Another change in CECCR II - and a tremendous boost for the research infrastructure - is the addition of the Kaiser Permanente Colorado (KPC) health care system as a grantee, which will provide access to the Cancer Research Network (CRN) of 14 large health care delivery systems (HMOs) covering nearly 11 million individuals.

"The key perspective and experience that folks in this CRN will bring to CECCR is really an emphasis in organizational studies and organizational communications," explained Dr. James Dearing, principal investigator of the KPC CECCR, noting, "We focus on those instances where people are communicating about cancer within these complex organizations. This is both the bane and promise of managed care." The goal is to lessen "the missed hand-offs, the errors, and the frequent lack of coordination that occur" within large health systems, he said.

The addition of KPC and CRN to the CECCR II network is important for several reasons, said Dr. Bradford Hesse, who oversees the initiative and is chief of the Health Communication and Informatics Research Branch in NCI's Division of Cancer Control and Population Sciences.

"The science in cancer communications has matured across the entire cancer care continuum, and it's ready to start moving into serious effectiveness trials," he explained. "Health communications is going to get a lot of emphasis, especially in the new White House administration, which is focused on how to use electronic medical records and information technologies to improve patient-centered communications." Kaiser currently holds the largest private electronic medical records system in the world, with more than 8.6 million patient records in its collection.
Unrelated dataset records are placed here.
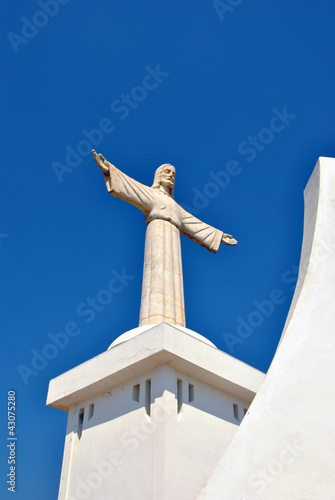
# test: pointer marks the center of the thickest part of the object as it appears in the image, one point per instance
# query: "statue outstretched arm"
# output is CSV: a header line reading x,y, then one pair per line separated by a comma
x,y
203,234
122,186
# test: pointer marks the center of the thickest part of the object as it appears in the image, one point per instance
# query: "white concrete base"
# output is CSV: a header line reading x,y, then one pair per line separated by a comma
x,y
151,417
285,447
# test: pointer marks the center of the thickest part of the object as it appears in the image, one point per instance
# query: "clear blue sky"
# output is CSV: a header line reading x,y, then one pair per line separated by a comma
x,y
239,98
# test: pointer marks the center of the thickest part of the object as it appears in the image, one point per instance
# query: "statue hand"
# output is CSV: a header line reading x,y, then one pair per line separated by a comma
x,y
228,239
101,161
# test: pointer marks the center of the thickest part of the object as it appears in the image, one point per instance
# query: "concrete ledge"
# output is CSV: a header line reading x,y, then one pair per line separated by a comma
x,y
161,344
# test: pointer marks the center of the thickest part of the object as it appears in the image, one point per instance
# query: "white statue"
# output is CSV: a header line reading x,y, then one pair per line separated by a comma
x,y
162,288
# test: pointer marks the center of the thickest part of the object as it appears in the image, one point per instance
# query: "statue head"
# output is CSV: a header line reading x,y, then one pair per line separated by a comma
x,y
165,176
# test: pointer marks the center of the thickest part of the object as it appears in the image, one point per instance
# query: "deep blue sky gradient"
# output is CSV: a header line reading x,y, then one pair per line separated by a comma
x,y
226,76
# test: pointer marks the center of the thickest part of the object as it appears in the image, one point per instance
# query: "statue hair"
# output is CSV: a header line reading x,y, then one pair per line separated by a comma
x,y
157,178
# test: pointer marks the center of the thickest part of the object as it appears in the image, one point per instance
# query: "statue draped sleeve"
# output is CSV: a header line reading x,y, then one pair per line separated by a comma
x,y
200,232
122,186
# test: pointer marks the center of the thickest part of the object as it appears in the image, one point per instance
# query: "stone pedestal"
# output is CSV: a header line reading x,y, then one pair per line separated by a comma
x,y
151,417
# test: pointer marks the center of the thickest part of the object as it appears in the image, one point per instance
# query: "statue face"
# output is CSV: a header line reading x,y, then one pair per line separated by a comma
x,y
168,176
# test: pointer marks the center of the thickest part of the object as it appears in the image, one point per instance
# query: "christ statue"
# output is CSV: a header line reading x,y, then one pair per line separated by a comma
x,y
162,287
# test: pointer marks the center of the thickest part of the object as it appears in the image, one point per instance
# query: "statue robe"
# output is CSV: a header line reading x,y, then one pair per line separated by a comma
x,y
162,287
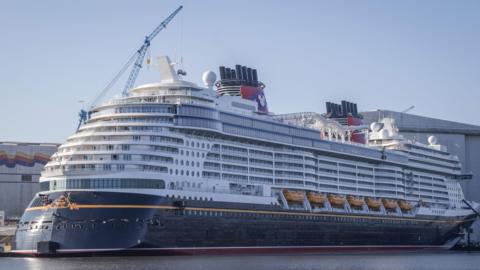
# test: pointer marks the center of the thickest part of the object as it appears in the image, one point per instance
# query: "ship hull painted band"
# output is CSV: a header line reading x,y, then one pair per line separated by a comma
x,y
202,227
233,250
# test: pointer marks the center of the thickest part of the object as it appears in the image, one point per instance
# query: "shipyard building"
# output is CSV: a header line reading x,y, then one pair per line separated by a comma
x,y
462,140
20,167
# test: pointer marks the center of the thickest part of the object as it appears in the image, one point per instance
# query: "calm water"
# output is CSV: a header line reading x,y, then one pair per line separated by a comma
x,y
447,261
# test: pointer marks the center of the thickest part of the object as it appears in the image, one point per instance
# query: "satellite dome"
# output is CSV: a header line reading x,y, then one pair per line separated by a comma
x,y
432,140
209,77
375,126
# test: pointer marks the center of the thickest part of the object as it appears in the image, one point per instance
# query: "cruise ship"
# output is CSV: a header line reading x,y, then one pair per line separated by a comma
x,y
178,168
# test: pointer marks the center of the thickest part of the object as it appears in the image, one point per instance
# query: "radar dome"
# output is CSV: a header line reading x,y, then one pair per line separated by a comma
x,y
209,77
375,126
432,140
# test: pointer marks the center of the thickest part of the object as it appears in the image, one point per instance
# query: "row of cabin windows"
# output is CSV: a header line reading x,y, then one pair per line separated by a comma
x,y
102,183
289,216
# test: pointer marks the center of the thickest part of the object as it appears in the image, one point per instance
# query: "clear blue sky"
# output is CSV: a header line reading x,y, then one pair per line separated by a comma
x,y
379,54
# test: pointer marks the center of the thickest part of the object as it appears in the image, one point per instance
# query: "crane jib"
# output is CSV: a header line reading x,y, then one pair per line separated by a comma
x,y
139,55
143,49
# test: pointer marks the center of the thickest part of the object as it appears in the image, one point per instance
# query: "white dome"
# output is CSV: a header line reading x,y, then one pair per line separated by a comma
x,y
209,77
375,126
432,140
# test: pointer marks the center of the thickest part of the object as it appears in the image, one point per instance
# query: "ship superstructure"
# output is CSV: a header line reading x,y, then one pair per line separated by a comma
x,y
175,167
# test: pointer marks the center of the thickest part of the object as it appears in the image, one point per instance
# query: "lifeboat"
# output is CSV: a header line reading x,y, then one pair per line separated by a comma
x,y
374,204
336,200
404,205
355,202
389,204
315,197
294,195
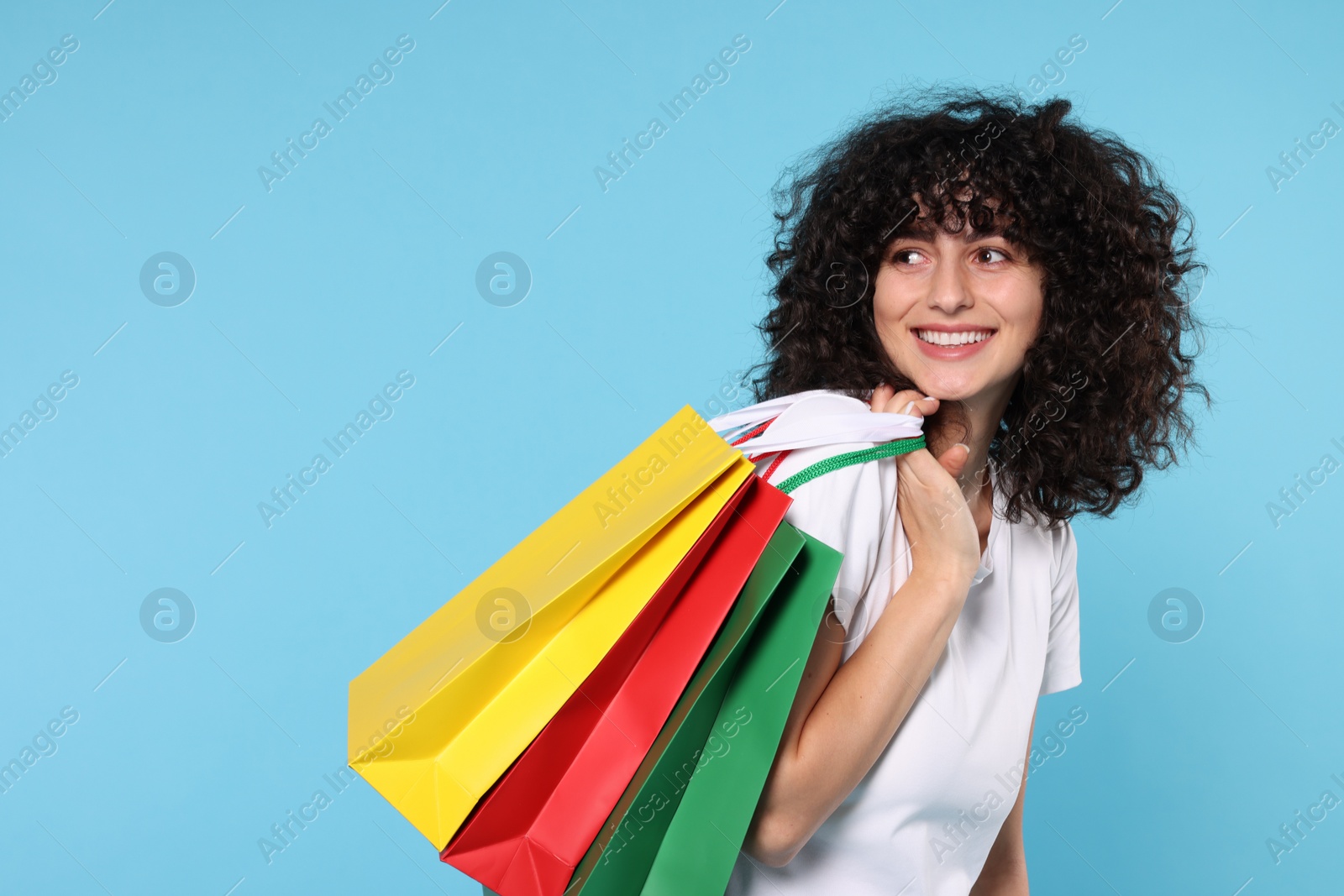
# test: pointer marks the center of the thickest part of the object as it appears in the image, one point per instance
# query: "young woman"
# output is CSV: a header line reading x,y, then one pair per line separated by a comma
x,y
1023,284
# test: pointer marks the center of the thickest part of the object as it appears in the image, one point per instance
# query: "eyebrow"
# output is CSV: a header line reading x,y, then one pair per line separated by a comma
x,y
927,230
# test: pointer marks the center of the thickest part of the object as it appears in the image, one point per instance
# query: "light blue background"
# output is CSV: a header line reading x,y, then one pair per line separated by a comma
x,y
363,259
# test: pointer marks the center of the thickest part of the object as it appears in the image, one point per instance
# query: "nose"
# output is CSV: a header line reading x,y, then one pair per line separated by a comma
x,y
949,289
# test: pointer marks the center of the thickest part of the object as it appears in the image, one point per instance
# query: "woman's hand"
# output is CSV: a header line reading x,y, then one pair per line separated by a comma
x,y
944,540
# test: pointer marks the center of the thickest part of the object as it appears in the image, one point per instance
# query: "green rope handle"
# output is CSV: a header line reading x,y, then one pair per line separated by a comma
x,y
890,449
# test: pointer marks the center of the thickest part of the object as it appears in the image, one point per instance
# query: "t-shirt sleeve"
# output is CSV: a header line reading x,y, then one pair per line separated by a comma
x,y
1063,669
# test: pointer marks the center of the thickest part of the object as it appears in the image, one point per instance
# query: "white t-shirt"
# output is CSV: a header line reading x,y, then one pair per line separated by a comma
x,y
924,819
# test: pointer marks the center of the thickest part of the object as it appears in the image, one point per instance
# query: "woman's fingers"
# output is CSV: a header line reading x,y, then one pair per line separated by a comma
x,y
886,399
880,396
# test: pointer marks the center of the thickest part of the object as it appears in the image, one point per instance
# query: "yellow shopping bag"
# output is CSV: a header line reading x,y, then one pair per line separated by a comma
x,y
490,668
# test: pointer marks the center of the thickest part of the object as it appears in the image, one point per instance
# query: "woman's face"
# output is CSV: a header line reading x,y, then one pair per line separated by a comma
x,y
958,312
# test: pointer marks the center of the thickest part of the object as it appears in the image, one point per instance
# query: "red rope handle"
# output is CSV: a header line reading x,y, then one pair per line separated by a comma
x,y
754,432
779,457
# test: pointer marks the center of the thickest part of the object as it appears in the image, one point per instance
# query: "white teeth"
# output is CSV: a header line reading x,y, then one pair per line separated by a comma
x,y
938,338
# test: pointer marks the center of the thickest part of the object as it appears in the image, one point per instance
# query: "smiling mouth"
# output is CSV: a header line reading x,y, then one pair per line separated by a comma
x,y
954,338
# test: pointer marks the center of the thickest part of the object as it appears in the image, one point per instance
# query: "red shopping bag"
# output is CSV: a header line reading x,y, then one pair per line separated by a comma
x,y
534,826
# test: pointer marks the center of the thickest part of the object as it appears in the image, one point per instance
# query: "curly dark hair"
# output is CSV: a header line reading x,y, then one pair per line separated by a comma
x,y
1101,392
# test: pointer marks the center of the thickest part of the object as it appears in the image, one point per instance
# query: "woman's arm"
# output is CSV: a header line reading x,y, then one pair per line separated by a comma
x,y
844,715
1005,867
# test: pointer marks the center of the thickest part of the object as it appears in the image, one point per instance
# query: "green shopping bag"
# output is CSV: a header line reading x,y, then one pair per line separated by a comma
x,y
706,836
680,824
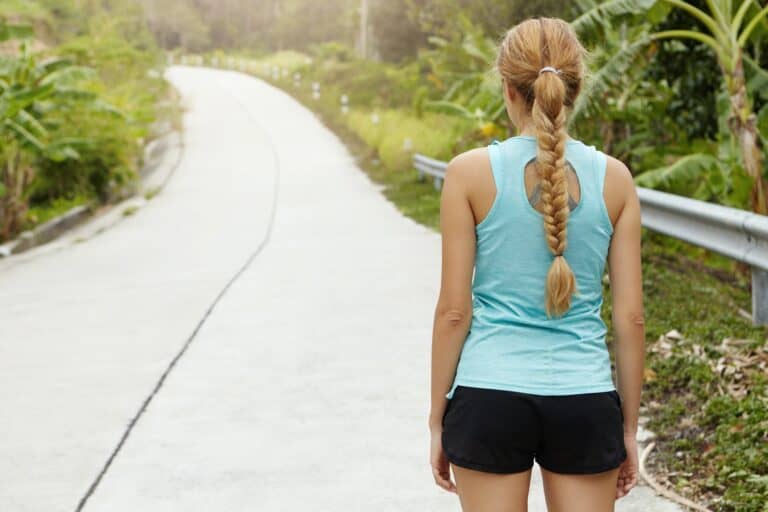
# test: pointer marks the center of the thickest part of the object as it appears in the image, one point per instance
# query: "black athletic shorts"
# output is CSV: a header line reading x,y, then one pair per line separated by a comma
x,y
504,431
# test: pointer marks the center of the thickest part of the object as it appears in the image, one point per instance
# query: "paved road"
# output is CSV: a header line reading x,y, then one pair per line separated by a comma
x,y
303,385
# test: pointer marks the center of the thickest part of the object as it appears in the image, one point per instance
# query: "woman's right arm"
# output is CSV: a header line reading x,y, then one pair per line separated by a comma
x,y
626,284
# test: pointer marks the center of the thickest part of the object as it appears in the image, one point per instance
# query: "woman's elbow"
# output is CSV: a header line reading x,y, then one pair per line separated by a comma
x,y
455,317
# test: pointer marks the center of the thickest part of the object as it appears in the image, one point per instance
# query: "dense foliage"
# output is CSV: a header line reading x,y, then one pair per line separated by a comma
x,y
79,91
660,96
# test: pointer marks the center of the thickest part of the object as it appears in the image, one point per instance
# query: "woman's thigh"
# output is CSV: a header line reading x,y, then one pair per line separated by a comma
x,y
481,491
594,492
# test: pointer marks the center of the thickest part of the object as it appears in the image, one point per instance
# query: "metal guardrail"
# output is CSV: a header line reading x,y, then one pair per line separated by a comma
x,y
737,234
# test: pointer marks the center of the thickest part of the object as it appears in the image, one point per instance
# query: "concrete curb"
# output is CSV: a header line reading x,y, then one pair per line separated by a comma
x,y
161,157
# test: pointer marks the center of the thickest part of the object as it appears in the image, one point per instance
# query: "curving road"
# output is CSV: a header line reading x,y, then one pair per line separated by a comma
x,y
254,338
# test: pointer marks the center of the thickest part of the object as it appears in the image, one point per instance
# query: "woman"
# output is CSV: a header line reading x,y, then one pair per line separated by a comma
x,y
520,368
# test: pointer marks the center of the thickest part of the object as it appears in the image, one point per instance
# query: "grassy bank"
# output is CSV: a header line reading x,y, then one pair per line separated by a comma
x,y
705,390
85,94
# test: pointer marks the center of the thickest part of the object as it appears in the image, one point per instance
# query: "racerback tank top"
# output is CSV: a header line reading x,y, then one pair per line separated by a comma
x,y
512,344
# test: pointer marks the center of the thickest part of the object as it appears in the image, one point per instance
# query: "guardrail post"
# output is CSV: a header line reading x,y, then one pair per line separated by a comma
x,y
759,296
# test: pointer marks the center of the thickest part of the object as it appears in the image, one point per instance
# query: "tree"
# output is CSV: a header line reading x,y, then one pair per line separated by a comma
x,y
729,29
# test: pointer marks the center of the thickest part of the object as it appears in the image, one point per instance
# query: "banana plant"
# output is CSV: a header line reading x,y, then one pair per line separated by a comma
x,y
460,67
30,92
728,29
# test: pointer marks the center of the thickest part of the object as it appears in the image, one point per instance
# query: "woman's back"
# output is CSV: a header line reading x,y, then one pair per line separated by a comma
x,y
512,344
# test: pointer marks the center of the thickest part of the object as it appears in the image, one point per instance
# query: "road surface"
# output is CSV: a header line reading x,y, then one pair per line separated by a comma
x,y
255,338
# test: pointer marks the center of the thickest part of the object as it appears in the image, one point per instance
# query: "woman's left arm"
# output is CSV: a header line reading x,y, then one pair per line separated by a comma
x,y
453,314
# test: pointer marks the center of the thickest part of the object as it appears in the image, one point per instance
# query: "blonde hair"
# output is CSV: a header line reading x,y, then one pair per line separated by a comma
x,y
525,49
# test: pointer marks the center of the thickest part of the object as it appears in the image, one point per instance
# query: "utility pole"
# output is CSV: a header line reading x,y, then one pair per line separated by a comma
x,y
364,28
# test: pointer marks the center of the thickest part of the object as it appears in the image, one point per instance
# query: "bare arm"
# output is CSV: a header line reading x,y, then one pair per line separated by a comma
x,y
453,314
627,299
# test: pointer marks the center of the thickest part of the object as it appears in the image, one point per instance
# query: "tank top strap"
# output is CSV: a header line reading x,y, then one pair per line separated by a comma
x,y
599,161
497,168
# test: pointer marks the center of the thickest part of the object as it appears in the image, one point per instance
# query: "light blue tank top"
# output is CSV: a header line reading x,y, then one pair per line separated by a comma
x,y
511,344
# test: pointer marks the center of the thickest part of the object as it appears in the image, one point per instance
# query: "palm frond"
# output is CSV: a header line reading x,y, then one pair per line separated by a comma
x,y
682,170
608,76
592,20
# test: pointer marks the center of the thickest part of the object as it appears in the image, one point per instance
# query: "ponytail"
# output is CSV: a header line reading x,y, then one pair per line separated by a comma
x,y
549,118
543,59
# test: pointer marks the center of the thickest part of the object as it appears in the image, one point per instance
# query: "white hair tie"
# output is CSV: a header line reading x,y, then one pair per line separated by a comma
x,y
549,68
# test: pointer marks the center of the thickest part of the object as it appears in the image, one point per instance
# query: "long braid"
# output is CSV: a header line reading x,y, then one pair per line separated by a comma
x,y
543,60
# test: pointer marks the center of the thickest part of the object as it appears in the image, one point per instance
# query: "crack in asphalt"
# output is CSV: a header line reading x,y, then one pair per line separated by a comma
x,y
158,386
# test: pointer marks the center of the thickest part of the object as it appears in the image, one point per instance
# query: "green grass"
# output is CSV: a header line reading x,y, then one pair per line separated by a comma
x,y
712,442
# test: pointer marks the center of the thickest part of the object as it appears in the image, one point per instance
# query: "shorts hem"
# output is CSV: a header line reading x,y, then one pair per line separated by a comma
x,y
458,461
583,470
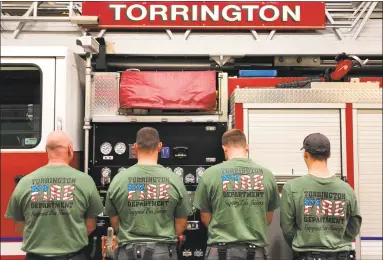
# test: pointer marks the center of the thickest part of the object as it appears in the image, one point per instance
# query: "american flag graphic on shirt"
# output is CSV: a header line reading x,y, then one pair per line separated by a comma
x,y
226,178
55,192
35,191
45,192
151,192
132,188
164,195
68,192
236,182
308,205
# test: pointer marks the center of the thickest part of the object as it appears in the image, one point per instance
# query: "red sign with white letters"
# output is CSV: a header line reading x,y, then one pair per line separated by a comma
x,y
208,15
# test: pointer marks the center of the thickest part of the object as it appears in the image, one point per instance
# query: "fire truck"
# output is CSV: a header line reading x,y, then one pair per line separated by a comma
x,y
276,70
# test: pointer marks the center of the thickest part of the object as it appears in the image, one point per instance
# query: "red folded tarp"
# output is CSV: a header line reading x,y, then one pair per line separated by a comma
x,y
176,90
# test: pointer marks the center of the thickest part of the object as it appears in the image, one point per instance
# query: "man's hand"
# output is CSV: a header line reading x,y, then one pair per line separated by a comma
x,y
19,226
206,218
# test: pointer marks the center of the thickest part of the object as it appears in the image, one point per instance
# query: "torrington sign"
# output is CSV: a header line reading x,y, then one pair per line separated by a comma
x,y
208,15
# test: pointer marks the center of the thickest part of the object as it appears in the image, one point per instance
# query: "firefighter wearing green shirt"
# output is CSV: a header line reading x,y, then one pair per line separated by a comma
x,y
148,205
237,199
319,212
55,207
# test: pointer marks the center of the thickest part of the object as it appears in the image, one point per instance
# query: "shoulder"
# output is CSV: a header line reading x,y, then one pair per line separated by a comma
x,y
214,171
345,187
292,184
Another real world application during CECCR II is a collaboration between Dr. Kreuter's center and the United Way's "211" national social services referral hotline. "We're taking very poor adults who call 211 needing help paying their electric or utility bills, or because they're being evicted or lost a job," he explained, "and we're proactively screening them for cancer risks. We then refer them to clinical preventive services in the community, where they can get a free mammogram, Pap smear, colonoscopy, smoking cessation counseling, or an HPV vaccine."

"Evidence-based communication approaches are essential for moving what we currently know about the prevention and treatment of cancer into practice," said Dr. Hesse. "This next round of CECCRs should help us take advantage of dramatic changes in biomedical communication to accelerate successes against cancer now."